El neoliberalismo necesita del Estado-nación por más que lo odie. Ciertos nacionalismos desean la fragmentación del Estado, o al menos su extremo debilitamiento, porque no hallan correspondencia entre los términos, Estado y nación. De ahí el mensaje del fallecimiento del Estado, anticuada estructura decimonónica. Pero el diagnóstico es falso. Se le ha dado una importancia excesiva a un factor que existe desde el advenimiento del Estado: la interdependencia, en su seno, del poder político y el económico. Pero nunca este último consiguió el Estado mínimo que deseaba. Creo que lo vio muy bien Galbraith.

Escribió Peter Drucker que el Estado debe hacer lo que sabe hacer y el resto, dejarlo en manos de la iniciativa privada.
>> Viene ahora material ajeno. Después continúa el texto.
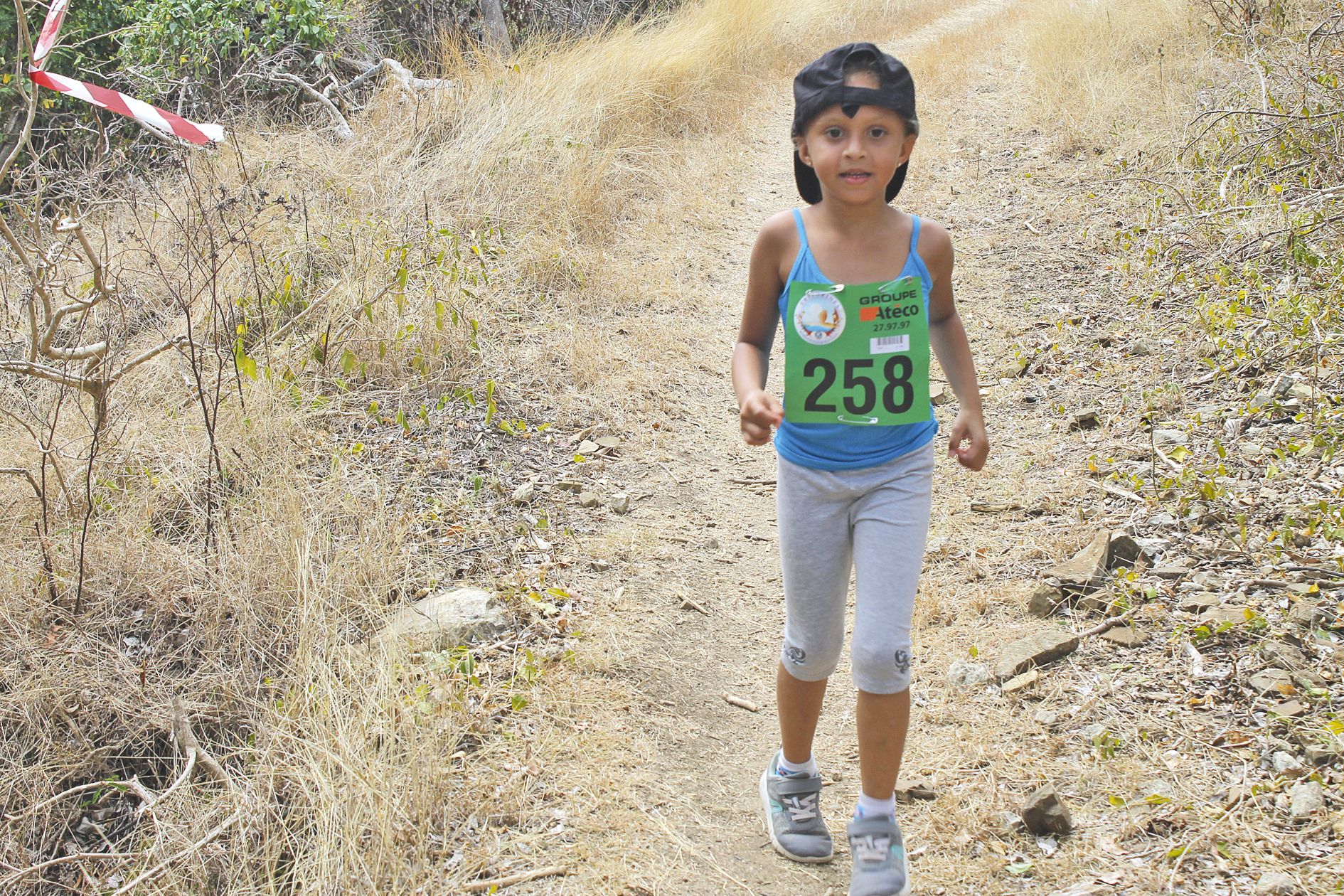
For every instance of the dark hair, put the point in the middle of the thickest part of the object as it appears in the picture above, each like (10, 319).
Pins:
(865, 63)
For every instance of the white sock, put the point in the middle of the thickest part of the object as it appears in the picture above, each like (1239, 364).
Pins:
(786, 767)
(874, 808)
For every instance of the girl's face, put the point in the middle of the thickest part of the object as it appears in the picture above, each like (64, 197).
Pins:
(856, 157)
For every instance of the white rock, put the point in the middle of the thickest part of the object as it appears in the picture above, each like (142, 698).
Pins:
(1306, 799)
(963, 673)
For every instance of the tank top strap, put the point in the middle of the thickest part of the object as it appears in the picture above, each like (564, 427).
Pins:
(803, 231)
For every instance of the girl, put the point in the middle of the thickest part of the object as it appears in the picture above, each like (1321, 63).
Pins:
(855, 448)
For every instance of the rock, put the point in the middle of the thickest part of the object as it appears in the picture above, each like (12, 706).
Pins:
(1047, 718)
(1170, 438)
(1034, 651)
(1276, 883)
(1286, 764)
(963, 673)
(1307, 613)
(1273, 681)
(1218, 616)
(1087, 567)
(1199, 602)
(1045, 599)
(914, 789)
(1046, 813)
(448, 618)
(1084, 420)
(1306, 799)
(1019, 683)
(1126, 636)
(1283, 654)
(1288, 710)
(1125, 551)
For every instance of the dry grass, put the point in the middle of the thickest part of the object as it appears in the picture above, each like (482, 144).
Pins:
(353, 767)
(1099, 69)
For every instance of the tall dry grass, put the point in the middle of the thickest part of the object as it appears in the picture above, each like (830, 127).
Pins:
(456, 249)
(1099, 68)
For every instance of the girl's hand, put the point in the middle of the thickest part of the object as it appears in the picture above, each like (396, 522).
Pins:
(759, 411)
(969, 427)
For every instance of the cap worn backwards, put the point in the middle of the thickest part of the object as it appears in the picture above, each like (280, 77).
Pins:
(821, 85)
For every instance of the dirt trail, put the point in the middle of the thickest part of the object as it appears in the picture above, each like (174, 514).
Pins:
(715, 543)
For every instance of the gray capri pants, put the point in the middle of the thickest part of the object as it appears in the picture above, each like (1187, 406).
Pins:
(873, 521)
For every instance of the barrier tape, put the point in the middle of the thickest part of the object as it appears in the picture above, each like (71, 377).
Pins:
(104, 97)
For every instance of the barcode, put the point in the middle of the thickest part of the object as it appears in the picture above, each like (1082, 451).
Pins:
(883, 344)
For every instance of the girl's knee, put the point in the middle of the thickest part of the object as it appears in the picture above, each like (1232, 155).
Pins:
(880, 668)
(811, 663)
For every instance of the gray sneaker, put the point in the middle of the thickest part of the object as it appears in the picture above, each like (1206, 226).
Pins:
(794, 814)
(880, 858)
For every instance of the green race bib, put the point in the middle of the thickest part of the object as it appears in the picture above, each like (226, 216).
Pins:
(856, 353)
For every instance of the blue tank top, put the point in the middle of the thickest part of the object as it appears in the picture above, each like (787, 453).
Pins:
(836, 447)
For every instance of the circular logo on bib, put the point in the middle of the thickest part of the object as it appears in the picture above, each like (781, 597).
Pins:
(818, 317)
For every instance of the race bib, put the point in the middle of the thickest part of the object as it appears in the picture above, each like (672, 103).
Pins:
(856, 353)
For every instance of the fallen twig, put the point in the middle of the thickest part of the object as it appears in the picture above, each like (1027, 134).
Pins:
(522, 878)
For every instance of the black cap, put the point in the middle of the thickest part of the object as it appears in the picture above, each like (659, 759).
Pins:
(820, 85)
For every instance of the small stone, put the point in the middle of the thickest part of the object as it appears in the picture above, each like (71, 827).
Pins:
(1046, 813)
(1276, 883)
(916, 789)
(1034, 651)
(1274, 681)
(1288, 710)
(1143, 347)
(1019, 683)
(1125, 551)
(1171, 571)
(1286, 764)
(963, 673)
(1306, 799)
(1087, 567)
(1047, 718)
(1198, 601)
(1283, 654)
(1126, 636)
(1043, 599)
(1084, 420)
(1221, 614)
(1170, 438)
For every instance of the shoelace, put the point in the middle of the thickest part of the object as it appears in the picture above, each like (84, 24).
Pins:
(871, 849)
(801, 808)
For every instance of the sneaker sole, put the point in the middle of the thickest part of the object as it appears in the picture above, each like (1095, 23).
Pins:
(904, 891)
(774, 841)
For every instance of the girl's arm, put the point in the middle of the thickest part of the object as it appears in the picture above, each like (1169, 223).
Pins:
(759, 317)
(949, 341)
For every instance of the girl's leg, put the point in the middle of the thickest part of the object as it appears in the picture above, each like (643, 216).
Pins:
(816, 558)
(892, 524)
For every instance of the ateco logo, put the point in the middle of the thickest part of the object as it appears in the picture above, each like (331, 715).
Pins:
(818, 317)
Esto entraña un intervencionismo mayor del que le gustaría a Vargas Llosa y al utilitarismo dieciochesco, aunque la separación entre ambas esferas, la pública y la privada, se mantiene. Si bien es cierto que el Estado puede fallar en la ejecución -y no en todos los ámbitos-, en la programación es imbatible. El qué, el cómo y el cuándo, más la figuración de los costes económicos y sociales, incluyendo en estos últimos el impacto medioambiental. Más lejos van otros autores, quienes al referirse a las multinacionales las ven como paulatinamente incardinadas en el aparato mismo del Estado, aunque este proceso no haya llegado todavía a su fin: "... uno puede preguntarse si la corporación no es, de hecho, una extensión del Estado moderno, una parte integrante de las más amplias disposiciones por las que somos gobernados" (Galbraith). Se perfila un híbrido tecnocrático de socialismo y capitalismo. Es difícil pensar que en un plazo de cien a doscientos años, ya en la era especial, la gran empresa, no los Estados, competirán por la explotación de los recursos planetarios o por la instalación allí de colonias terrícolas.

En situaciones de crisis, como la presente, todo el mundo se vuelve hacia el poder público y éste recupera lo que en realidad nunca ha perdido más que en apariencia: el mando. Las grandes empresas piden socorro al Estado (las aerolíneas, abusivamente) y cuidan mejor las cuentas. La soberanía de las naciones es mucho mayor de lo que se cree y se dice, escribió Jean-Paul Fitoussi, aquí en EL PAÍS, después del 11-S.

Manuel Lloris es doctor en Filosofía y Letras.

* Este artículo apareció en la edición impresa del jueves, 21 de abril de 2005.